It will work because, being burdened by a lot of extra* code, it will give time to the clock to complete its transition before one has a chance to deassert NSS via SW.
Also, it is internally using BSY, against the RM recommendation and including a 1 ms extra timeout to cater for the BSY bug (where it can stay high at the end of a transaction).
This kind of "fail every now and then by unexpectedly hanging around extra 1ms because we write buggy shit" is disastrous to any project sensitive with timing.
Obviously the STM32 HAL cannot be used when timing of SPI communication, or product reliability is critical at all.
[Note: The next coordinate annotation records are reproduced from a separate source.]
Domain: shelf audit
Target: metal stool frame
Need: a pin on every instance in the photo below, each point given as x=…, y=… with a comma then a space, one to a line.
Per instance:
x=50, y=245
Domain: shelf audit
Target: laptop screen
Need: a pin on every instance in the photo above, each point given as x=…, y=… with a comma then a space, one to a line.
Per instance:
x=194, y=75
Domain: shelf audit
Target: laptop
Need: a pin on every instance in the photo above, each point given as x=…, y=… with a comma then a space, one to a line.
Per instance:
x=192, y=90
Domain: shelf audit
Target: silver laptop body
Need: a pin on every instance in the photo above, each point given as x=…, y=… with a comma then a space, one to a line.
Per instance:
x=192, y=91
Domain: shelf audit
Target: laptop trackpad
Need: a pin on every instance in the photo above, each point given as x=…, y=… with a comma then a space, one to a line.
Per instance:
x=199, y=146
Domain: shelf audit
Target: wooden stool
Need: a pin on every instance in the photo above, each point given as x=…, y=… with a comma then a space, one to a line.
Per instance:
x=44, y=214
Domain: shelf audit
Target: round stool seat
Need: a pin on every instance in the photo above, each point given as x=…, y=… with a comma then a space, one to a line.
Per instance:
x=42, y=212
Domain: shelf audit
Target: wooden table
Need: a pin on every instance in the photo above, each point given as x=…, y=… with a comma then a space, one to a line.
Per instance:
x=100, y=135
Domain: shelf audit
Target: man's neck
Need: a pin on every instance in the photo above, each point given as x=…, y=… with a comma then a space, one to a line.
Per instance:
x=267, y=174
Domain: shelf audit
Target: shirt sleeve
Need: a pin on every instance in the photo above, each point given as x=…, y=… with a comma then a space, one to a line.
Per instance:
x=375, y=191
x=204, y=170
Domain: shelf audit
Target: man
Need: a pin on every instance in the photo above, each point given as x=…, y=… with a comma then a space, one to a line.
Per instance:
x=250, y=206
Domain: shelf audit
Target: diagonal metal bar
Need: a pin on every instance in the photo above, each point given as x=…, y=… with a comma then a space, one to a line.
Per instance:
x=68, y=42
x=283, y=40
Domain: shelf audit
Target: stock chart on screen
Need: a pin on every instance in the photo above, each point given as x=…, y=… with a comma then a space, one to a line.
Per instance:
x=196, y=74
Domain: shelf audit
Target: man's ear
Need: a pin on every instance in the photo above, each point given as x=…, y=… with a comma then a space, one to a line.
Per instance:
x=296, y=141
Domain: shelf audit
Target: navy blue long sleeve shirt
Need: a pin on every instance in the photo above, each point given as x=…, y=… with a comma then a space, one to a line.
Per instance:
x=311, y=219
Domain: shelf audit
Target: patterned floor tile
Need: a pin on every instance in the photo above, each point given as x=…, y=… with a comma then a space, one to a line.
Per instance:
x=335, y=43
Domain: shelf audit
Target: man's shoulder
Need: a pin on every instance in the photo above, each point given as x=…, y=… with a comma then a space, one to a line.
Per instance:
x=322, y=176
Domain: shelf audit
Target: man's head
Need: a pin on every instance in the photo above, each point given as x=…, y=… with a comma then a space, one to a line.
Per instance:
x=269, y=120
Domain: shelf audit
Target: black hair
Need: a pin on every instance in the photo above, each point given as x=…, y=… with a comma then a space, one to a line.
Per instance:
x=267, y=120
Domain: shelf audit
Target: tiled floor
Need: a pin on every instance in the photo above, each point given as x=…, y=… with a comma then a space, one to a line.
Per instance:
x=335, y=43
It is quite difficult to completely abstract SPI communications as high-level software calls. This is because,
1) SPI devices have so varying and weird timing requirements,
2) projects are so vastly different; some need cycle-accurate timing to toggle nCS (e.g., ADC sampling (jitter)), some need burst readouts, some need to instantaneously deal with data, others collect them into long buffers, many deal with multiple slaves on single bus,
3) some projects are really tight on performance. For example, having multiple SPI devices on a 20MHz SPI bus, where each device requires their own software nCS, and CPU is running at only say 48MHz, and this data needs to be dealt with and pushed further somewhere else. Maybe you
can deal with 20 cycles of ISR latency, but you cannot deal with 20 more cycles wasted on inefficient library call, or worse, 48000 cycles on a failed attempt to work around a bug, when better workarounds exist which are suitable for
your project, but not easy to write as generic library calls (see my above "use a timer" approach which sidesteps all SPI peripheral HW bugs).
It is not a sin to NOT abstract a peripheral into its own module in an embedded MCU project, if this ad-hoc strategy enables good performance, relative ease of proving (or at very least testing) worst-case behavior, and reliability. After all, the peripheral register accesses are
Just a Few Lines of CodeTM, so there is not much to be gained by abstraction and code reuse, and there is a lot to lose.
Given this thread, OP is already beyond the training wheel HAL level. They already know how the SPI internally works, and how it doesn't work, and also already know why their code does not work, and why the HAL does not work either, because it makes the same mistakes. The only way is up.